Re: read errors corrected

Neil Brown <neilb@xxxxxxx> · Thu, 30 Dec 2010 20:15:01 +1100

On Thu, 30 Dec 2010 03:20:48 +0000 James <jtp@xxxxxxxxx> wrote:

> All,
> 
> I'm looking for a bit of guidance here. I have a RAID 6 set up on my
> system and am seeing some errors in my logs as follows:
> 
> # cat messages | grep "read erro"
> Dec 15 15:40:34 nuova kernel: md/raid:md4: read error corrected (8
> sectors at 974262528 on sda4)
> Dec 15 15:40:34 nuova kernel: md/raid:md4: read error corrected (8
> sectors at 974262536 on sda4)
.....

> 
> I've Google'd the heck out of this error message but am not seeing a
> clear and concise message: is this benign? What would cause these
> errors? Should I be concerned?
> 
> There is an error message (read error corrected) on each of the drives
> in the array. They all seem to be functioning properly. The I/O on the
> drives is pretty heavy for some parts of the day.
> 
> # cat /proc/mdstat
> Personalities : [linear] [raid0] [raid1] [raid10] [raid6] [raid5]
> [raid4] [multipath]
> md1 : active raid6 sdb1[1] sda1[0] sdd1[3] sdc1[2]
>       497792 blocks level 6, 64k chunk, algorithm 2 [4/4] [UUUU]
> 
> md2 : active raid6 sdb2[1] sda2[0] sdd2[3] sdc2[2]
>       4000000 blocks level 6, 64k chunk, algorithm 2 [4/4] [UUUU]
> 
> md3 : active raid6 sdb3[1] sda3[0] sdd3[3] sdc3[2]
>       25992960 blocks level 6, 64k chunk, algorithm 2 [4/4] [UUUU]
> 
> md4 : active raid6 sdb4[1] sda4[0] sdd4[3] sdc4[2]
>       2899780480 blocks level 6, 64k chunk, algorithm 2 [4/4] [UUUU]
> 
> unused devices: <none>
> 
> I have a really hard time believing there's something wrong with all
> of the drives in the array, although admittedly they're the same model
> from the same manufacturer.
> 
> Can someone point me in the right direction?
> (a) what causes these errors precisely?
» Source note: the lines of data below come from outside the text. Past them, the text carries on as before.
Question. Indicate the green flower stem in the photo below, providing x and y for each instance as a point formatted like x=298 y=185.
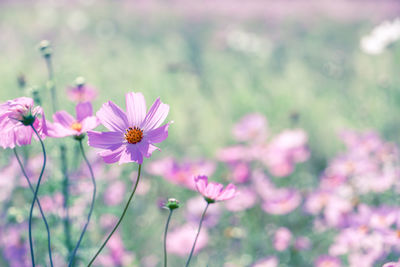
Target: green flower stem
x=120 y=219
x=197 y=235
x=35 y=196
x=40 y=207
x=165 y=237
x=71 y=262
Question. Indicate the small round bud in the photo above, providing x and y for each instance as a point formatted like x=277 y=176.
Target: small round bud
x=172 y=204
x=45 y=48
x=80 y=81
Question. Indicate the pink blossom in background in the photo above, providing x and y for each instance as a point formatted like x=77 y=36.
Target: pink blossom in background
x=66 y=125
x=251 y=128
x=82 y=93
x=327 y=261
x=132 y=134
x=12 y=131
x=181 y=173
x=214 y=191
x=195 y=208
x=392 y=264
x=117 y=254
x=114 y=193
x=244 y=199
x=282 y=239
x=282 y=201
x=267 y=262
x=180 y=240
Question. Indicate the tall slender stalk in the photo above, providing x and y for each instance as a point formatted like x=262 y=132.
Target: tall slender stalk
x=120 y=219
x=71 y=262
x=35 y=196
x=165 y=237
x=197 y=235
x=38 y=202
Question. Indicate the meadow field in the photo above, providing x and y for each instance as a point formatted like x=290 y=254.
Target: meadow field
x=296 y=103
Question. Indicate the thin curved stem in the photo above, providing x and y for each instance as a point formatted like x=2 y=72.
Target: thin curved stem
x=165 y=237
x=35 y=196
x=71 y=262
x=197 y=235
x=38 y=202
x=120 y=219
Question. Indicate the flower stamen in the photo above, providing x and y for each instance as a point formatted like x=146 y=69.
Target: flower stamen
x=133 y=135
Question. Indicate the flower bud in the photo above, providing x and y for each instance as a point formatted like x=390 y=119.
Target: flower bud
x=172 y=204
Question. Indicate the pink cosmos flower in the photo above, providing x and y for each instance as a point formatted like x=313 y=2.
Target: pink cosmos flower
x=15 y=117
x=214 y=191
x=132 y=134
x=327 y=261
x=66 y=125
x=392 y=264
x=82 y=93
When md/raid6 tries to read from a device and gets a read error, it try to
read from other other devices.  When that succeeds it computes the data that
it had tried to read and then write it back to the original drive.  If this
succeeded is assumes that the read error has been correct by a write, and
prints the message that you see.

> (b) is the error benign? How can I determine if it is *likely* a
> hardware problem? (I imagine it's probably impossible to tell if it's
> HW until it's too late)

A few occasional messages like this are fairly benign.  The could be a sign
that the drive surface is degrading.  If you see lots of these messages, then
you should seriously consider replacing the drive.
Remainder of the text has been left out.